First, let me summarize the principle. Let $\boldsymbol{y}$ be the data (sample) and $p(\boldsymbol{y}|\boldsymbol{\theta})$ be the distribution of $\boldsymbol{y}$, parameterized by $\boldsymbol{\theta}$. Let take prior $p(\boldsymbol{\theta})$ for $\boldsymbol{\theta}$. After observing the sample (with the joint distribution $p(\boldsymbol{y}|\boldsymbol{\theta})$, also denoted by $L(\boldsymbol{\theta}|\boldsymbol{y})$) the knowledge about $\boldsymbol{\theta}$ is updated using Bayes' Theorem: \begin{equation}\label{Ch2 Bayesian Theorem} p(\boldsymbol{\theta}|\boldsymbol{y})=\dfrac{L(\boldsymbol{\theta}|\boldsymbol{y})p(\boldsymbol{\theta})}{p(\boldsymbol{y})}. \end{equation} where $p(\boldsymbol{y})=\int{L(\boldsymbol{\theta}|\boldsymbol{y})p(\boldsymbol{\theta})}d\boldsymbol{\theta}$.

Now, take an example. Suppose we have $y\sim N(\mu, 1)$ and prior for $\mu$ as $N(0, 10^6)$. This is a conjugate prior and then the posterior distribution for $\mu$ is also normal with an analytical form. Bingo!!!

What happens if we take another prior such as a logistic distribution. I do not think this is a conjugate prior.

In general, the problem is at the denominator, which in general is not tractable, i.e., there is no closed form for $p(\boldsymbol{y})=\int{L(\boldsymbol{\theta}|\boldsymbol{y})p(\boldsymbol{\theta})}d\boldsymbol{\theta}$.

In other words, we only know $L(\boldsymbol{\theta}|\boldsymbol{y})p(\boldsymbol{\theta})$ , i.e., we only know $p(\boldsymbol{y})$ up to a multiplicative constant.

In summary:

1. If we know $p(\boldsymbol{y})$ analytically, for example a common distribution, just sample from it. (Of course we can use MCMC also).

2. If we just know $p(\boldsymbol{y})$ up to a multiplicative constant, we cannot sample from $p(\boldsymbol{y})$ (since of course we do not know it).

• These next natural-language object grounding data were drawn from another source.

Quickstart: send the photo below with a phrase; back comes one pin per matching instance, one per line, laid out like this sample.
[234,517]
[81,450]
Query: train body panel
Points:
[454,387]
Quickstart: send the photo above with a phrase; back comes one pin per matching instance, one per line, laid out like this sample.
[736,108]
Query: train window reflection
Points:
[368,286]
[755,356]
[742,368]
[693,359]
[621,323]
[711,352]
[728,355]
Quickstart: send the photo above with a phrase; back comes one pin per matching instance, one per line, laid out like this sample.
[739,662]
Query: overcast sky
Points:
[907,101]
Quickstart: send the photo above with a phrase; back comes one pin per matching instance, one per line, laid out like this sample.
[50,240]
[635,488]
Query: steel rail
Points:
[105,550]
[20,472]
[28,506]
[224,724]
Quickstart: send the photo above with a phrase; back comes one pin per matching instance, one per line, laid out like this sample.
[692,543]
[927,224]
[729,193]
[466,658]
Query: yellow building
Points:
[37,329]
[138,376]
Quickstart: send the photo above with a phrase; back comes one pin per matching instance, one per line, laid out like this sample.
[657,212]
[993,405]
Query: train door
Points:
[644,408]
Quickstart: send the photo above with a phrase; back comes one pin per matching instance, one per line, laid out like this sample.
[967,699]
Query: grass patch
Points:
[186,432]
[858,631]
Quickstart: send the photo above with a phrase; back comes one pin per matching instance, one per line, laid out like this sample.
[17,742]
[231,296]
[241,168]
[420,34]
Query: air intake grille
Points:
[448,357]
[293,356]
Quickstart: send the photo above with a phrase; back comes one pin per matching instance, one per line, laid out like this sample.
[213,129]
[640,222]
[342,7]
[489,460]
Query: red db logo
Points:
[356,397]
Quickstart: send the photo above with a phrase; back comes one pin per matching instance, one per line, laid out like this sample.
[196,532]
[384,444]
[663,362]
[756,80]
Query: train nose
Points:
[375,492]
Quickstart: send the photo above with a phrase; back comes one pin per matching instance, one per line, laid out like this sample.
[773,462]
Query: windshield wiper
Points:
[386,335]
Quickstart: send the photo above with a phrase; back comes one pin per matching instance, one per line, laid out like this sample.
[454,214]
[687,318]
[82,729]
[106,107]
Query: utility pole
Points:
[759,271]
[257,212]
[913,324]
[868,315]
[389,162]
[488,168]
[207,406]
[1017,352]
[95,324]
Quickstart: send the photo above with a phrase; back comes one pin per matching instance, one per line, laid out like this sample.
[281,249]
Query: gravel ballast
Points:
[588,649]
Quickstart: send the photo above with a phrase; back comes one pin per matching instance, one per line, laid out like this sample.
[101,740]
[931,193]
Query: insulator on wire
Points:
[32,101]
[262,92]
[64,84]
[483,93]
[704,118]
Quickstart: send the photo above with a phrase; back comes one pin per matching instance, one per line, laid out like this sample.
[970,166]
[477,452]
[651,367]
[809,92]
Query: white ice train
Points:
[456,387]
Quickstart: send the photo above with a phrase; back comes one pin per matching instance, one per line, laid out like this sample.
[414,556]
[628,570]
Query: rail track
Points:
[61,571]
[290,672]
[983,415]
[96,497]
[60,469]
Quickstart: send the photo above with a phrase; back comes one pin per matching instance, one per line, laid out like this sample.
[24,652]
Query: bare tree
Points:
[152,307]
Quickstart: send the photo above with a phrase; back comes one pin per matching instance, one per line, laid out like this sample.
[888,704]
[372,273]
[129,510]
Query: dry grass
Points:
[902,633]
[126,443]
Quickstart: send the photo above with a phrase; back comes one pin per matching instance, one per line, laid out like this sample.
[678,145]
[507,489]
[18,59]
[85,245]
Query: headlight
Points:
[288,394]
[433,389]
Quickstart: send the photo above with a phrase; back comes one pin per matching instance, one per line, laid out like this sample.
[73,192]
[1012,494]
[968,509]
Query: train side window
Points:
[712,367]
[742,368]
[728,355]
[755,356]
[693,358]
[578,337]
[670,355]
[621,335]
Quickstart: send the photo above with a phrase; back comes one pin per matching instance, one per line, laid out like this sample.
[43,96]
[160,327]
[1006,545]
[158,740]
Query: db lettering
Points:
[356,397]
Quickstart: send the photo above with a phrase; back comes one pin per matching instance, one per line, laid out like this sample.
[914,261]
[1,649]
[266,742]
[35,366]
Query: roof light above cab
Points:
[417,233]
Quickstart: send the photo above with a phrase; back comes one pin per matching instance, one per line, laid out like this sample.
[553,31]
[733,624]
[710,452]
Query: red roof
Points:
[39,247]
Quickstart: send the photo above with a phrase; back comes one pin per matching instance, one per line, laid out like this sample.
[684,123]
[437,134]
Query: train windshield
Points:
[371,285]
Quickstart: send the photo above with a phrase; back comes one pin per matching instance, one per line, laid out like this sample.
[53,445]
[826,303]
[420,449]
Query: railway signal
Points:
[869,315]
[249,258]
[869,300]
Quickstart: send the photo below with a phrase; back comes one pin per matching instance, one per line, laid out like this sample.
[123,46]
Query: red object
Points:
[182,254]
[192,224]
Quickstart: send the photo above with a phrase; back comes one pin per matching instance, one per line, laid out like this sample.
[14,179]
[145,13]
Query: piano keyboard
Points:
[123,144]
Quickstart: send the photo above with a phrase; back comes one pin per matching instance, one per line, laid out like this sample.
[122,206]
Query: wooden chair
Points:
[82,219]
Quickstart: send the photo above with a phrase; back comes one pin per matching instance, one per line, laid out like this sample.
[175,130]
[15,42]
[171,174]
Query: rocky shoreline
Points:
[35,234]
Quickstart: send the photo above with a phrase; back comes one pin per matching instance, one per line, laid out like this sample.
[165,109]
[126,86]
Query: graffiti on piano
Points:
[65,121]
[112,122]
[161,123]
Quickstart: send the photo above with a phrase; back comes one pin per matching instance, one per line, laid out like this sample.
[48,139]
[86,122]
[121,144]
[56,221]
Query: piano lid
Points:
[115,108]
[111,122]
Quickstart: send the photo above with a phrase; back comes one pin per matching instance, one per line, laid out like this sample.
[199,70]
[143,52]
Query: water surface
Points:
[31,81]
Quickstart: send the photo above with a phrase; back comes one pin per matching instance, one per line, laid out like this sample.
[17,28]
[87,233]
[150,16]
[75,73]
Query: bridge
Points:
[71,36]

MH algorithm is a solution by the following reasons:

Recall that the acceptance probability is calculated as \begin{equation*} \alpha(\boldsymbol{\theta}^k,\boldsymbol{\theta}^{'})=\text{min}\left(\dfrac{p(\boldsymbol{\theta}^{'}|\mathbf{y})q(\boldsymbol{\theta}^k|\boldsymbol{\theta}^{'})}{p(\boldsymbol{\theta}^k|\mathbf{y})q(\boldsymbol{\theta}^{'}|\boldsymbol{\theta}^k)},1\right). \end{equation*}

It is important to note that since $p(\boldsymbol{y})$ is known up to a multiplicative constant the ratio $\dfrac{p(\boldsymbol{\theta}^{'}|\mathbf{y})}{p(\boldsymbol{\theta}^k|\mathbf{y})}$ is well defined.

Answer 3

The most common situation I'm familiar with is fitting any kind of Bayesian (regression) model to data. It's usually very easy to write down the likelihood (=sampling distribution of the data for given parameter values), as well as some prior distributions for the model parameters. The posterior distribution is proportional to their product, but it is usually not possible to get a closed form solution for the denominator (that denominator requires integrating out all model parameters when you may have dozens or hundreds of model parameters).

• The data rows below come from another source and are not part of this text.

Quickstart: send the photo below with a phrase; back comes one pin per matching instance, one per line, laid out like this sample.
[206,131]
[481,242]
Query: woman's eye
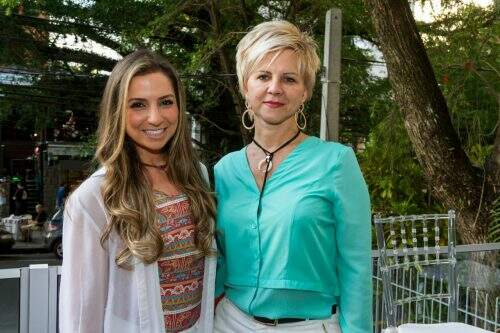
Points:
[166,102]
[137,105]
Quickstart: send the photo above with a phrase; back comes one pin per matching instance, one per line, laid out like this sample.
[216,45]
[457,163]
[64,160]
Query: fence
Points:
[29,295]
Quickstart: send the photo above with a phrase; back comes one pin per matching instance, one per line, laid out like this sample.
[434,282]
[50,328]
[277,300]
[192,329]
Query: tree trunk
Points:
[226,67]
[454,181]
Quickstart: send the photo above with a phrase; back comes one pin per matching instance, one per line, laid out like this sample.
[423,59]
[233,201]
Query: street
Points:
[24,258]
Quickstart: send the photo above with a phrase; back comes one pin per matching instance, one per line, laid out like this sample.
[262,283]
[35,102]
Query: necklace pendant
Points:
[265,165]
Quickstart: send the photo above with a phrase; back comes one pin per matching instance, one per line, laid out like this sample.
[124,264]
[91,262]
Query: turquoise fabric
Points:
[310,246]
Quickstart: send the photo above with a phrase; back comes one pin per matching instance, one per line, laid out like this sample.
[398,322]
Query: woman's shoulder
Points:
[229,159]
[331,148]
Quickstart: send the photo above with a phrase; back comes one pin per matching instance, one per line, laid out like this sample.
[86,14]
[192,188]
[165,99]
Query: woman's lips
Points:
[273,104]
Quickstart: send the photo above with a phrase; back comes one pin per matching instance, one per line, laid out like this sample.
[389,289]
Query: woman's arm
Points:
[353,234]
[84,280]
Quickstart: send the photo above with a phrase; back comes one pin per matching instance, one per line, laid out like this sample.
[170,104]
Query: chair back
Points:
[418,267]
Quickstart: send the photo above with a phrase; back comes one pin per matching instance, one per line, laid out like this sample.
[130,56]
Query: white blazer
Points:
[98,296]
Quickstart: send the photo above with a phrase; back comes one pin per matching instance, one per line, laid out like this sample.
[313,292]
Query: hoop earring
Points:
[300,113]
[248,112]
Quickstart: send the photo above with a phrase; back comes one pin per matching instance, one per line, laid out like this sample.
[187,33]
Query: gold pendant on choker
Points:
[268,164]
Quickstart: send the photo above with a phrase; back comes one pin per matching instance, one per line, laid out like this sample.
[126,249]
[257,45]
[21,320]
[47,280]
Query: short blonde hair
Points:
[276,36]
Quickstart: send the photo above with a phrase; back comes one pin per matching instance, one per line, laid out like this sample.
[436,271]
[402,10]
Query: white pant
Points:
[230,319]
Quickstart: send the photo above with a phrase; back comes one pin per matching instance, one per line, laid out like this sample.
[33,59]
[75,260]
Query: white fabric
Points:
[230,319]
[98,296]
[437,328]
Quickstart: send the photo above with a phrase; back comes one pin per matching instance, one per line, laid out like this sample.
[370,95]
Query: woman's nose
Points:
[275,87]
[154,115]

Thus, outside some very, very specific circumstances, there will be no closed form posterior distribution, which one could analytically summarize, available for Bayesian models. However, doing MCMC sampling is usually very feasible. The homepage of one popular MCMC sampler (Stan) has a list of case studies that illustrate use cases of MCMC sampling. Even for something simple like the baseball batting rates example, try getting the results they produce without MCMC sampling, I assure you that will be tough. I'm not 100% sure that in that case it's not perhaps possible, but in the more complex examples it definitely will be impossible.